Citing threats from union pickets, state grain inspectors are refusing to enter United Grain Corp.’s export facility at the Port of Vancouver, prompting the company to shut down the largest grain elevator on the West Coast. The latest development in the bitter, 17-month-long standoff between United Grain, and the International Longshore and Warehouse Union has triggered a new round of finger-pointing, with no solution in sight.
“For all practical purposes, we’re shut down,” Pat McCormick, spokesman for the Pacific Northwest Grain Handlers Association — whose membership includes United Grain — said Thursday.
It’s not the first time the company’s operation has experienced interruptions. And shippers may still use other grain terminals in the region. But the full stop of United Grain’s operation has prompted national and state agricultural and export interest groups to call on U.S. Secretary of Agriculture Tom Vilsack to restore inspections by directing federal personnel to take over the work.
The refusal of inspections by the Washington state Department of Agriculture creates “an extremely troubling precedent that will cause irreparable damage to the integrity and reliability of the nation’s … grain inspection system,” the groups wrote to Vilsack in a July 14 letter.
It’s unclear whether state inspections will restart or if federal checkups will be ordered. McCormick said United Grain is “pursuing all directions” to restore inspection services.
The complex situation involves multiple parties, including Washington Gov. Jay Inslee, United Grain, the Port of Vancouver, the Longshore union, state grain inspectors and others. And it underscores the tension over a labor contract dispute that intensified in February 2013, when United Grain locked out Longshore members.
Two essential arguments frame what amounts to a larger Northwest quarrel: To boost their competitiveness, the grain-terminal operators say they want a new contract that mirrors employer-friendly terms the Longshore union signed in February 2012 with Export Grain Terminal in Longview. The union says the demands by United Grain, Columbia Grain in Portland (where dockworkers were locked out in May 2013) and Louis Dreyfus Commodities — which operates facilities in Portland and Seattle — aim to break the union and hurt workers.
‘Greater risks’
A primary issue in the latest flap over grain inspections is Gov. Inslee’s decision in mid- to late-June to stop providing the State Patrol security escorts for state inspectors that he’d ordered last fall. The inspectors had said they were being intimidated and threatened by union picketers while trying to reach United Grain through a gate on the port’s east side.

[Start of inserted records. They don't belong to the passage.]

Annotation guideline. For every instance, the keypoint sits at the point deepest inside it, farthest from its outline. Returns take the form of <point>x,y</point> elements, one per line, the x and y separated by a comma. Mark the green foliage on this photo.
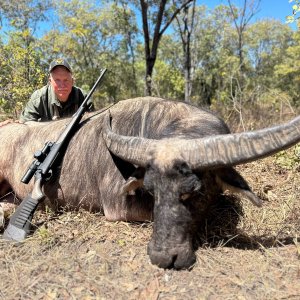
<point>296,9</point>
<point>95,34</point>
<point>21,73</point>
<point>288,159</point>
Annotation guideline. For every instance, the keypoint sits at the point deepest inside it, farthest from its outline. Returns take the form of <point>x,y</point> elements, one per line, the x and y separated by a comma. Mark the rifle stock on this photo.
<point>20,222</point>
<point>42,169</point>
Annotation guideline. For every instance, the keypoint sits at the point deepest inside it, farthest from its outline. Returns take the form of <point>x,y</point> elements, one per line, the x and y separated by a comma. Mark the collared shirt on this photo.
<point>44,105</point>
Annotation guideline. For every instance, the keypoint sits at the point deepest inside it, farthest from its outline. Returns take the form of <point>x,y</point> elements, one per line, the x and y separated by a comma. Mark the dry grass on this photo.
<point>82,256</point>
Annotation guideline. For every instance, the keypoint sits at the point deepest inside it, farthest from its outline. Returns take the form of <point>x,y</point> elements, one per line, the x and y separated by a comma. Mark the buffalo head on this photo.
<point>180,174</point>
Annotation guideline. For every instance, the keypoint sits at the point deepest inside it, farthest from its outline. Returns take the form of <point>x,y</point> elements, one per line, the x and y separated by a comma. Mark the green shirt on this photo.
<point>44,105</point>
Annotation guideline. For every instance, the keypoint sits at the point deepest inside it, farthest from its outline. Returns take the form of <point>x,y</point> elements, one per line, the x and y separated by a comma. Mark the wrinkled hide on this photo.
<point>166,185</point>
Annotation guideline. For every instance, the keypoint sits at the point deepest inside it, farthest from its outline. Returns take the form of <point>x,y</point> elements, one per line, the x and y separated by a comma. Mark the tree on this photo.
<point>93,36</point>
<point>296,9</point>
<point>161,15</point>
<point>241,18</point>
<point>21,63</point>
<point>185,27</point>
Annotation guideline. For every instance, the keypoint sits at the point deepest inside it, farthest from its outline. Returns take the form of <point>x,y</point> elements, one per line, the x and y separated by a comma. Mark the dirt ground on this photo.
<point>79,255</point>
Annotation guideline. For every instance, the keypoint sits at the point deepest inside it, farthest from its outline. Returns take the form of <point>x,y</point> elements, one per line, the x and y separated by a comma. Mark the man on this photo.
<point>59,98</point>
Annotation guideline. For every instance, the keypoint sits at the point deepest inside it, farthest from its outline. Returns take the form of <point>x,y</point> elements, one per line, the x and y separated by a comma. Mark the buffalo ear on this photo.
<point>135,181</point>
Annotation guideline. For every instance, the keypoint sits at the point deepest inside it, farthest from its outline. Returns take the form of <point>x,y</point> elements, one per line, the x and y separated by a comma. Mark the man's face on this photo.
<point>61,81</point>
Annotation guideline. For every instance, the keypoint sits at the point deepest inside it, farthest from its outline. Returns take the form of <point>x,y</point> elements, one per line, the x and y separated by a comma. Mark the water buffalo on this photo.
<point>146,159</point>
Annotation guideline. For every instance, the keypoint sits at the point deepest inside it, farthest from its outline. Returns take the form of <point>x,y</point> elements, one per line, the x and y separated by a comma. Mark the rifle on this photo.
<point>42,169</point>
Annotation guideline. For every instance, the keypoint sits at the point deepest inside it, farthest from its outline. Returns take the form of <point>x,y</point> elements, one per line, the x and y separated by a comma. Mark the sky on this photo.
<point>272,9</point>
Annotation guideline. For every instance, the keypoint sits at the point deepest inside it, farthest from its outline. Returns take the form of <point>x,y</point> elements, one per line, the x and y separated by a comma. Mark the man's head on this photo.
<point>61,79</point>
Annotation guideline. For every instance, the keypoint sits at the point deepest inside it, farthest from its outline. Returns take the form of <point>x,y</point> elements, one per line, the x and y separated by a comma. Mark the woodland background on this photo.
<point>174,49</point>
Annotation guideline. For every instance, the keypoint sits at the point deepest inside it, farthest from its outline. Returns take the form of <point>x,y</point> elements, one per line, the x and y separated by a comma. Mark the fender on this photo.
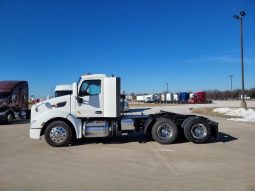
<point>77,123</point>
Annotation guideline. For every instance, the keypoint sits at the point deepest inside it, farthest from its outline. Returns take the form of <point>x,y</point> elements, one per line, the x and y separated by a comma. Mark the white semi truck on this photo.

In an email to The Columbian Thursday, Jaime Smith, a spokeswoman for Inslee, said the governor originally authorized the security escorts to support inspections, in hopes it would give United Grain and the Longshore union time to negotiate an agreement. Smith said negotiations “during that eight months were unsuccessful, and it became increasingly clear that keeping (State Patrol) escorts in place was not resulting in productive negotiations as intended.”
Subsequently, Jason Ferrante, grain inspection program manager for the state Agriculture department, notified United Grain that inspections would end on July 7, in light of unacceptable safety risks. Union picketers’ behaviors have periodically escalated and “posed greater risks” to inspectors even with State Patrol officers on hand, Ferrante wrote to the company.
In response, United Grain and the Port of Vancouver sent separate letters critical of the state Agriculture department’s decision to no longer provide grain inspections. They argue there’s little or no evidence that it’s unsafe for state grain inspectors to do their work.
The state Agriculture department “has a duty to determine how to safely transport its own inspectors to the facility, whether that means calling the police when necessary, reporting criminal behavior, accepting secure transport, or filing a lawsuit against the (Longshore union),” Richard Alli, an attorney for United Grain, wrote in a July 3 letter to Ferrante. “Instead, the (Agriculture department) has elected to shirk its duty in order to appease the (Longshore union).”
‘A pretext’
Hector Castro, a spokesman for the state Agriculture department, said Thursday those who claim the situation isn’t unsafe for grain inspectors don’t have to “show up to work every single day facing that kind of consistent harassment.”
Castro said the state Agriculture department asked the federal government to provide grain inspection services but it declined, citing similar safety concerns.
In an email to The Columbian Thursday, Jennifer Sargent, spokesman for the Longshore union, said state grain inspectors don’t feel safe at the picket lines because of conditions created by United Grain. “The use of taxpayer-funded police officers to provide escorts for a private corporation was wrong from the start,” she said.
McCormick said Thursday that Gov. Inslee’s decision to discontinue State Patrol escorts “seems more like a pretext” to apply pressure to “get a settlement in the dispute.” He added, “We think that’s inappropriate, and we’ve indicated that to federal and state officials.”
Smith, the governor’s spokeswoman, said Inslee was clear with both United Grain and the Longshore union that the State Patrol’s services “were temporary and not to be considered a standing arrangement.” She added, “The only solution to this impasse is for both parties to come together immediately and negotiate.”